Sometimes a utility we’ve been using for a long time starts losing functionality. This usually occurs when the upstream project starts expecting more dependencies either unavailable on FreeBSD or add numerous undesired. When this happens, we look for a replacement or write one ourselves (see first point).
Note this process sometimes starts quite a while in advance of the current app completely breaking. We try to proactively anticipate development trends for any utility TrueOS relies on, so if the time comes we have no glaring holes in our project.
lumina-pdf is a utility that falls into this camp. okular may currently work, but we expect that to change soon. While qpdfviewer is currently a valid replacement for okular, moving to Wayland will result in that utility becoming nonfunctional. Because Wayland integration is “down the road”, lumina-pdf is on the back burner.
Developer “Fun Time”
As a developer, it is very useful to take those small bits of extra time to do something different. This provides a “playground” to re-think an application, experiment with new libraries or features, and grow as a developer. If one of these projects becomes something useful, then more “official” time is used to polish it up and release it. However, not everything makes the cut.
lumina-mediaplayer is a good example. It began as a hobby project to replace pithos as my Pandora radio application. Pithos is fragile with LibreSSL versions and GNOME3 integrations, which frustrates me. Through tinkering, lumina-mediaplayer has gradually become useful to more people than myself. The local-file playback functionality is largely to provide baseline functionality for the user who doesn’t want Pandora. It also fills a niche as a “fallback” utility in case somebody doesn’t need the depth that VLC or another “full-featured” media player provides.
The TrueOS stance on external applications:
Where TrueOS is concerned, it is not our responsibility to ensure the availability or functionality of Linux-based apps. This is more the responsibility of the FreeBSD community and ports committers. What we focus on is the reliability, stability, and dependencies of the “base” applications that we pre-install on systems. This ensures the most general use-cases are reliable.
Here are a few types of application functionality we generally review:
– General Applications –
File Manager – Can you browse/open files graphically?
Terminal – Can you get a virtual CLI?
Web Browser – Can you get to the internet?
Email Client – As old fashioned developers, we like working clients.
– File Support Applications –
PDF Viewer – Can you download, view, and print official documents and/or give presentations?
Text editor – Both CLI and graphical.
Note these applications don’t need to be massive or cover every possible file type or use-case. Rather, they need to cover the basics (like an office workstation or web-user) and be functional all the time.
Concurrently, the “desktop” functionality needs consideration:
Is it possible to login with an arbitrary user account (AD/LDAP/Local)?
Can the user launch or manage applications easily?
Are system notifications and status easily visible? (battery status, network connectivity, etc)
Do TrueOS + Lumina run on low-end systems or systems without GPU acceleration?
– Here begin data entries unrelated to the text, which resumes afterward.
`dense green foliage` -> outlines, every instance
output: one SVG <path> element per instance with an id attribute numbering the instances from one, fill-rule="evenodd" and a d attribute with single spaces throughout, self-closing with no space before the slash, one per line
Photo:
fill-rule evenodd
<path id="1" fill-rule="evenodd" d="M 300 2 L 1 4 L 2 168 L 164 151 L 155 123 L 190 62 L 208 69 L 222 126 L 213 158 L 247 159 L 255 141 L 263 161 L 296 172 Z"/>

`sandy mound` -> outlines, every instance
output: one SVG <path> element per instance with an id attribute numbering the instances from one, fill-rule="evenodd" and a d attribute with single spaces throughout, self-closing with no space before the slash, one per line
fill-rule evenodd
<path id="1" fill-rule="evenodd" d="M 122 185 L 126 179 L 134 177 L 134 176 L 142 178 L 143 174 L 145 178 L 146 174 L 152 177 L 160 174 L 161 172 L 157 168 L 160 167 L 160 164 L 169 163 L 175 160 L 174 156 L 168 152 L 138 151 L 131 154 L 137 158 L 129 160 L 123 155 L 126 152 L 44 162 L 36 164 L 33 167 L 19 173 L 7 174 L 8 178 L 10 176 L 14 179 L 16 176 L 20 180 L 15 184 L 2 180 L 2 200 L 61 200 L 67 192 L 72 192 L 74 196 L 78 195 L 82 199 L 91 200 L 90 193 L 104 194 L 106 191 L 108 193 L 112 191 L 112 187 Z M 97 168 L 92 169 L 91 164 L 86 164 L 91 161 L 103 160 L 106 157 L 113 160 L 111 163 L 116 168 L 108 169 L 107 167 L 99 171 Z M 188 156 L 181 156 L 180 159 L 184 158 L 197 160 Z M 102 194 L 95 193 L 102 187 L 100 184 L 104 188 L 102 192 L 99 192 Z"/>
These points are what we consider the “core” functionality of TrueOS – all other use cases (audio/video production, graphic design, radio broadcasting, [your-usage-here]) are not seen as the responsibility of the TrueOS team itself, but more the larger FreeBSD community to ensure “Application X” is available and functional.
Raul Rodriguez on April 20, 2017 at 1:55 am
Sorry you may have felt you had to write this. But I am glad you did. I knew sooner or later linux apps would become a problem for BSD. I sometimes felt I should switch to linux because of that. I would have hated that. This blog will make me stick it out. I always felt more apps should be written as native BSD. I know it ain’t easy. I wish I could contribute, but don’t BSD nor linux. Grew up on windows, I knew enough just to survive that OS. I think your doing a great job. Thanks for all you do.